PITTSBURGH — It was always going to end up like this for the Pittsburgh Steelers, wasn't it?
Week 18. At home. Their biggest rival on the other sideline. A playoff spot on the line.
It's a proposition the perpetually erratic Steelers happily would have taken four months ago when they began the season with the NFL's oldest player at quarterback and plenty of question marks surrounding him.
Funny, it doesn't quite feel that way now.
Not after a chance to clinch the AFC North disappeared into the muck in Cleveland on Sunday, when Aaron Rodgers and an offense that sure played like it missed suspended wide receiver DK Metcalf spent three hours running scared from Browns defensive end Myles Garrett.
The loss — Pittsburgh's fourth straight on the shores of Lake Erie — set up a winner-take-all showdown with Baltimore next week for the division title and the postseason berth that comes with it.
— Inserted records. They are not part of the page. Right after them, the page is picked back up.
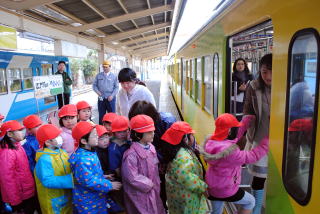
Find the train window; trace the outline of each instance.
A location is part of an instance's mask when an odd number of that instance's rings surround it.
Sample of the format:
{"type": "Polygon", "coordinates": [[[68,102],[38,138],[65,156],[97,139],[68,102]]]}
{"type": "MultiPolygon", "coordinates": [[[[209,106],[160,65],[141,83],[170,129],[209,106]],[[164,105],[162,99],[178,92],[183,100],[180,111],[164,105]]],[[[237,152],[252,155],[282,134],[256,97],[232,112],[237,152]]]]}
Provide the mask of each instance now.
{"type": "Polygon", "coordinates": [[[213,56],[213,116],[218,117],[218,100],[219,100],[219,55],[213,56]]]}
{"type": "Polygon", "coordinates": [[[186,79],[186,68],[187,68],[186,62],[187,62],[186,60],[182,61],[182,78],[183,78],[182,86],[183,86],[184,89],[186,89],[186,83],[187,83],[187,79],[186,79]]]}
{"type": "Polygon", "coordinates": [[[204,109],[212,112],[212,97],[213,97],[213,57],[204,57],[204,85],[205,85],[205,100],[204,109]]]}
{"type": "Polygon", "coordinates": [[[32,68],[23,69],[23,86],[24,90],[33,88],[32,68]]]}
{"type": "Polygon", "coordinates": [[[42,67],[42,76],[46,75],[51,75],[53,70],[52,70],[52,65],[51,64],[43,64],[41,65],[42,67]]]}
{"type": "Polygon", "coordinates": [[[40,76],[40,68],[36,68],[36,75],[40,76]]]}
{"type": "Polygon", "coordinates": [[[9,86],[11,92],[21,91],[21,69],[10,68],[8,69],[9,74],[9,86]]]}
{"type": "Polygon", "coordinates": [[[319,35],[297,32],[289,48],[283,182],[300,204],[308,203],[314,161],[319,90],[319,35]]]}
{"type": "Polygon", "coordinates": [[[8,93],[7,82],[6,82],[6,70],[0,68],[0,94],[8,93]]]}
{"type": "Polygon", "coordinates": [[[188,60],[186,60],[185,61],[185,63],[184,63],[184,65],[185,65],[185,69],[186,69],[186,73],[185,73],[185,89],[186,89],[186,93],[187,94],[189,94],[189,77],[190,77],[190,75],[189,75],[189,61],[188,60]]]}
{"type": "Polygon", "coordinates": [[[201,104],[201,71],[202,71],[202,64],[201,58],[197,58],[196,64],[196,82],[195,82],[195,98],[197,99],[197,103],[201,104]]]}
{"type": "Polygon", "coordinates": [[[190,60],[190,96],[194,97],[193,92],[194,92],[194,60],[190,60]]]}

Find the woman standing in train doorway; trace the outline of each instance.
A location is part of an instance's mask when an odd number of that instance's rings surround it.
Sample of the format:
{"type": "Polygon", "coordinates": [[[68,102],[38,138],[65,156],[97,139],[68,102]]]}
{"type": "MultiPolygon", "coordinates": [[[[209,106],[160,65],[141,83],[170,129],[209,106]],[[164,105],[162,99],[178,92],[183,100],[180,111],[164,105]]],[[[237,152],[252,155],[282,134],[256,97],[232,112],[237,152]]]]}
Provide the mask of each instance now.
{"type": "Polygon", "coordinates": [[[232,67],[232,107],[231,111],[234,110],[234,104],[236,104],[236,112],[243,112],[243,103],[244,103],[244,93],[247,89],[248,81],[252,80],[252,74],[250,74],[248,64],[243,58],[238,58],[233,64],[232,67]],[[235,93],[235,83],[237,83],[237,90],[235,93]]]}
{"type": "MultiPolygon", "coordinates": [[[[244,115],[254,115],[255,121],[247,131],[246,149],[256,147],[263,137],[269,135],[271,79],[272,79],[272,54],[263,56],[259,62],[259,78],[251,81],[246,90],[246,99],[243,107],[244,115]]],[[[245,116],[244,116],[245,117],[245,116]]],[[[253,175],[252,189],[256,199],[253,214],[260,214],[264,183],[268,173],[268,156],[264,156],[256,163],[249,166],[253,175]]]]}

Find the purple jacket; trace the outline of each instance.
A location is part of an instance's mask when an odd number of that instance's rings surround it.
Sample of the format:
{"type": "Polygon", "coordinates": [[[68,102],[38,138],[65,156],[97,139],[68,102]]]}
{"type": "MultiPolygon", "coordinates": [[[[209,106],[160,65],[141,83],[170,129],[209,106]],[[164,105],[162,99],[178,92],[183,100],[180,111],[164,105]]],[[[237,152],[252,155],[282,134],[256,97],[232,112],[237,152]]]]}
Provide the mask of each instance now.
{"type": "Polygon", "coordinates": [[[206,173],[209,194],[216,198],[234,195],[241,183],[241,165],[254,163],[269,149],[269,139],[264,138],[259,146],[250,151],[241,151],[235,140],[209,140],[205,144],[204,158],[209,163],[206,173]]]}
{"type": "Polygon", "coordinates": [[[134,142],[122,159],[121,175],[128,214],[164,214],[160,198],[157,153],[134,142]]]}
{"type": "Polygon", "coordinates": [[[63,139],[62,149],[66,150],[69,156],[75,151],[74,139],[72,137],[72,131],[65,127],[61,128],[62,132],[60,136],[63,139]]]}

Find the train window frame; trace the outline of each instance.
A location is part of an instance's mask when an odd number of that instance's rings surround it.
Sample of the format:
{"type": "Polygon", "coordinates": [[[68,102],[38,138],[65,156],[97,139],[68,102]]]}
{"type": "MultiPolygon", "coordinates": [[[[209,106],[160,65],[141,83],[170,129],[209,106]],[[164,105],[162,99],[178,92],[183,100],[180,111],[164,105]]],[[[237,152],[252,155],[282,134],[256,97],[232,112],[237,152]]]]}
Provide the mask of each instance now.
{"type": "Polygon", "coordinates": [[[190,59],[190,97],[194,98],[194,59],[190,59]]]}
{"type": "Polygon", "coordinates": [[[6,75],[6,69],[5,68],[0,68],[0,94],[8,94],[8,84],[7,84],[7,75],[6,75]],[[1,74],[2,73],[2,74],[1,74]],[[3,86],[1,86],[1,83],[3,82],[3,86]],[[5,89],[5,91],[1,91],[1,88],[5,89]]]}
{"type": "Polygon", "coordinates": [[[212,82],[212,90],[213,90],[213,96],[212,96],[212,113],[213,117],[218,117],[219,112],[219,77],[220,77],[220,60],[219,60],[219,54],[217,52],[213,55],[213,82],[212,82]],[[217,69],[216,69],[217,68],[217,69]],[[216,69],[216,70],[215,70],[216,69]],[[217,75],[215,75],[217,74],[217,75]]]}
{"type": "Polygon", "coordinates": [[[194,98],[197,104],[201,105],[202,96],[202,57],[195,59],[195,86],[194,86],[194,98]],[[200,63],[199,63],[200,62],[200,63]]]}
{"type": "Polygon", "coordinates": [[[15,92],[22,91],[22,78],[21,78],[22,77],[22,72],[21,72],[21,68],[8,68],[7,69],[7,73],[8,73],[8,80],[9,80],[8,88],[10,88],[10,92],[14,92],[15,93],[15,92]],[[19,77],[13,78],[11,73],[10,73],[12,70],[19,70],[19,77]],[[20,89],[19,90],[12,90],[11,85],[12,85],[13,81],[16,81],[16,80],[19,81],[20,89]]]}
{"type": "Polygon", "coordinates": [[[315,159],[315,144],[316,144],[316,134],[317,134],[317,120],[318,120],[318,102],[319,102],[319,76],[320,76],[320,36],[317,30],[313,28],[306,28],[297,31],[293,37],[291,38],[290,44],[289,44],[289,51],[288,51],[288,71],[287,71],[287,90],[286,90],[286,109],[285,109],[285,124],[284,124],[284,145],[283,145],[283,159],[282,159],[282,180],[284,187],[288,194],[299,204],[301,205],[306,205],[310,201],[311,198],[311,192],[312,192],[312,179],[313,179],[313,169],[314,169],[314,159],[315,159]],[[290,86],[291,86],[291,76],[292,76],[292,60],[293,60],[293,55],[292,55],[292,50],[295,41],[297,38],[301,36],[306,36],[306,35],[313,35],[316,39],[317,42],[317,72],[316,72],[316,83],[315,83],[315,97],[314,97],[314,114],[313,114],[313,133],[312,133],[312,139],[311,139],[311,144],[310,144],[310,163],[309,163],[309,177],[308,177],[308,188],[307,192],[305,194],[304,199],[298,198],[295,193],[296,189],[290,189],[291,187],[288,186],[287,184],[287,179],[285,178],[285,172],[287,169],[287,148],[288,148],[288,119],[289,119],[289,107],[290,107],[290,86]]]}
{"type": "Polygon", "coordinates": [[[22,69],[22,82],[23,82],[23,90],[32,90],[33,89],[33,71],[32,68],[23,68],[22,69]],[[25,77],[25,71],[31,71],[31,76],[25,77]],[[31,80],[31,87],[26,87],[26,81],[31,80]]]}
{"type": "Polygon", "coordinates": [[[209,114],[212,114],[213,112],[213,102],[211,99],[213,98],[213,56],[212,55],[206,55],[203,57],[203,84],[204,84],[204,110],[208,112],[209,114]],[[209,60],[209,62],[207,62],[209,60]],[[211,66],[210,66],[211,65],[211,66]],[[211,85],[210,88],[207,88],[208,85],[211,85]],[[211,91],[210,99],[207,99],[207,89],[211,91]],[[207,106],[209,104],[209,108],[207,106]]]}

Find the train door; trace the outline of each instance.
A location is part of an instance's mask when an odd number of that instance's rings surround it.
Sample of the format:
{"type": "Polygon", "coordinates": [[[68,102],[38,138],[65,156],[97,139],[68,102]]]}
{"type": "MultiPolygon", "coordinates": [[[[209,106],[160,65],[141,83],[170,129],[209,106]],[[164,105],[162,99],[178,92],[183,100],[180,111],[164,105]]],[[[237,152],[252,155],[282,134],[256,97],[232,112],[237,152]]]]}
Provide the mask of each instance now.
{"type": "MultiPolygon", "coordinates": [[[[228,40],[227,84],[226,84],[226,112],[232,113],[238,119],[242,118],[245,99],[245,88],[249,79],[257,79],[259,75],[259,60],[267,53],[272,52],[273,26],[271,20],[256,25],[229,37],[228,40]],[[249,76],[237,72],[237,59],[242,62],[245,73],[248,68],[249,76]],[[237,63],[235,64],[235,62],[237,63]],[[235,81],[237,80],[237,81],[235,81]]],[[[241,65],[239,65],[241,67],[241,65]]]]}

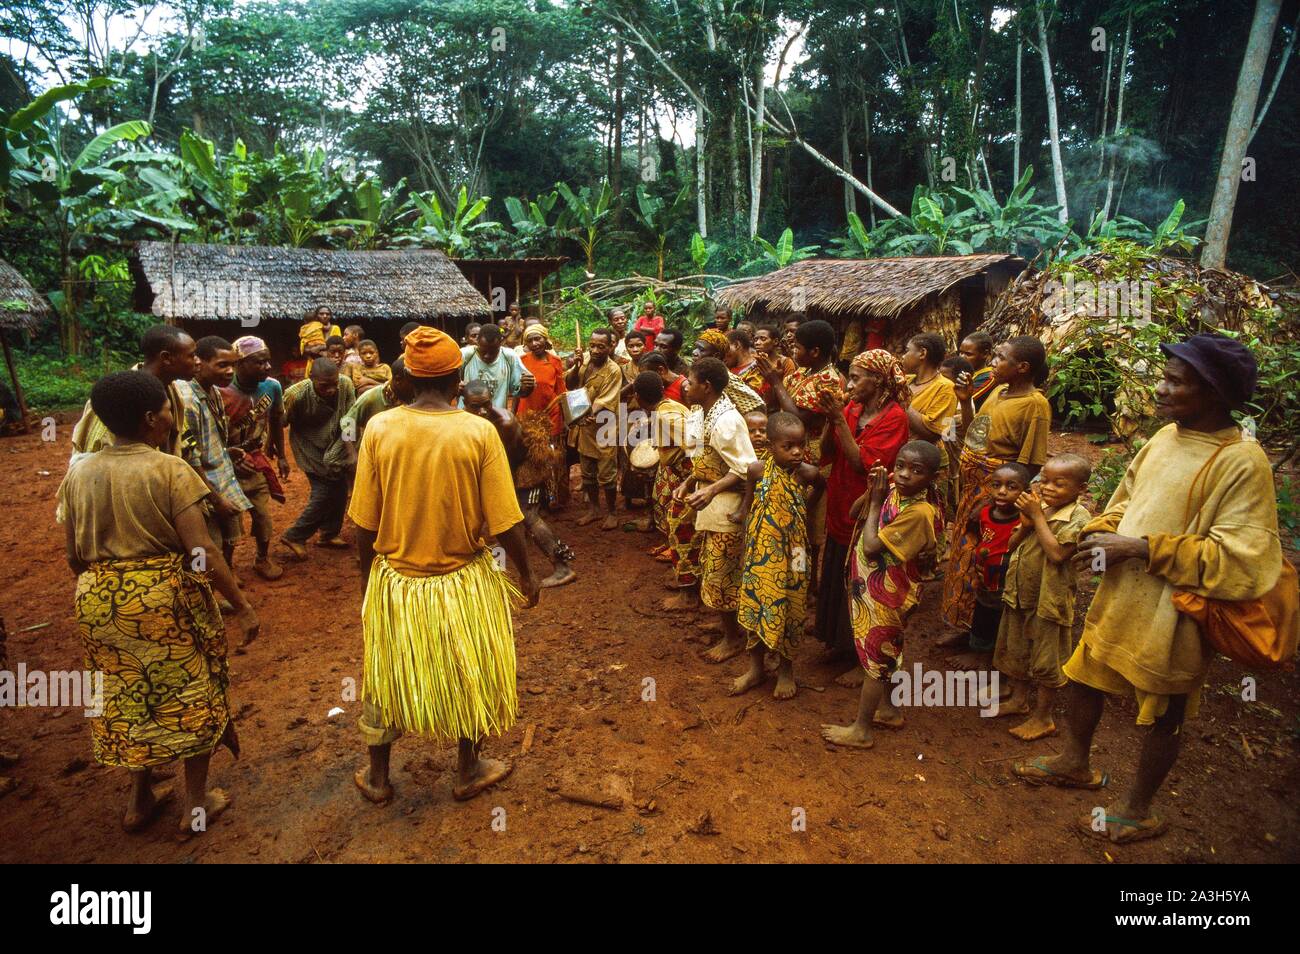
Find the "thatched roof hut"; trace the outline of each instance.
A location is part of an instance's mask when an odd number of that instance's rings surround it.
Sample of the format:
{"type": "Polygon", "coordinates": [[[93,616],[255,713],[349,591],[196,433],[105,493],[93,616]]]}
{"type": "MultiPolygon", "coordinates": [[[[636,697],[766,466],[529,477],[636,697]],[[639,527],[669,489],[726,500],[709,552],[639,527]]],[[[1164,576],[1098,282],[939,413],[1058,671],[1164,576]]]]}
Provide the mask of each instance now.
{"type": "Polygon", "coordinates": [[[435,249],[328,251],[251,245],[140,242],[131,252],[135,307],[195,337],[255,334],[276,359],[291,356],[303,316],[328,306],[361,325],[385,360],[408,321],[459,337],[491,315],[487,301],[435,249]]]}
{"type": "Polygon", "coordinates": [[[839,331],[844,354],[868,341],[899,351],[920,331],[937,332],[955,348],[1025,266],[1003,254],[808,259],[734,282],[714,299],[743,308],[751,321],[825,319],[839,331]]]}
{"type": "Polygon", "coordinates": [[[18,380],[18,369],[14,367],[13,353],[9,350],[8,332],[35,331],[51,313],[49,302],[32,287],[31,282],[23,278],[18,269],[4,259],[0,259],[0,346],[3,346],[9,380],[13,382],[13,398],[16,405],[16,407],[5,408],[6,427],[15,423],[10,420],[15,410],[17,426],[24,430],[27,427],[27,402],[23,400],[23,387],[18,380]]]}
{"type": "Polygon", "coordinates": [[[0,328],[35,331],[51,314],[47,302],[22,273],[0,259],[0,328]]]}

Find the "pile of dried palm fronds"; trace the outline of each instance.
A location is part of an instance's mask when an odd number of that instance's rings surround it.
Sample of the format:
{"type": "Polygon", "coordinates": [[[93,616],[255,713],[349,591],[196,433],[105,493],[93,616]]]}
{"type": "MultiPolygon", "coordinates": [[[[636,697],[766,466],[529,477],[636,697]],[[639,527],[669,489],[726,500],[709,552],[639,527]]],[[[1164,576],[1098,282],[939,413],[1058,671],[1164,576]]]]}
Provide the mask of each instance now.
{"type": "MultiPolygon", "coordinates": [[[[1052,356],[1049,391],[1073,408],[1067,416],[1101,414],[1105,403],[1115,433],[1127,440],[1149,429],[1162,342],[1204,331],[1240,335],[1261,359],[1261,389],[1280,387],[1266,381],[1260,352],[1294,341],[1297,304],[1300,296],[1249,276],[1111,241],[1075,261],[1021,274],[980,328],[994,340],[1042,339],[1052,356]]],[[[1276,357],[1270,351],[1269,359],[1276,357]]]]}
{"type": "MultiPolygon", "coordinates": [[[[1128,245],[1128,243],[1124,243],[1128,245]]],[[[1073,308],[1053,307],[1066,302],[1065,286],[1091,282],[1104,285],[1150,283],[1152,320],[1189,329],[1242,331],[1256,309],[1273,307],[1276,295],[1249,276],[1219,269],[1202,269],[1187,259],[1145,253],[1137,246],[1112,246],[1072,262],[1057,262],[1041,272],[1025,272],[1007,286],[980,326],[995,339],[1036,335],[1049,346],[1060,346],[1088,327],[1081,319],[1126,318],[1132,315],[1096,315],[1083,293],[1074,295],[1073,308]]],[[[1106,291],[1107,289],[1101,289],[1106,291]]]]}

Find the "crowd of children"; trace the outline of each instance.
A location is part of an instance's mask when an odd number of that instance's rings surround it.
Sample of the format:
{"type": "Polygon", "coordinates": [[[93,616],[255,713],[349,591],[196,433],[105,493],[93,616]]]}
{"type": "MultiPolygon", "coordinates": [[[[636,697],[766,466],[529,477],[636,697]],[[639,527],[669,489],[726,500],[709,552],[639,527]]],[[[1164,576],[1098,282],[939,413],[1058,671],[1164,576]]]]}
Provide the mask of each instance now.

And while everyone from Rodgers to coach Mike Tomlin to longtime defensive captain Cam Heyward tried to spin it forward, the reality is that when the Steelers step onto the Acrisure Stadium turf next Sunday night in the final game of the NFL's regular season, they will be the ones carrying all the pressure.
Tomlin said famously a year ago that Pittsburgh's stretch of postseason failures — the club hasn't won a playoff game since the final days of former President Barack Obama's administration — is his burden alone to carry.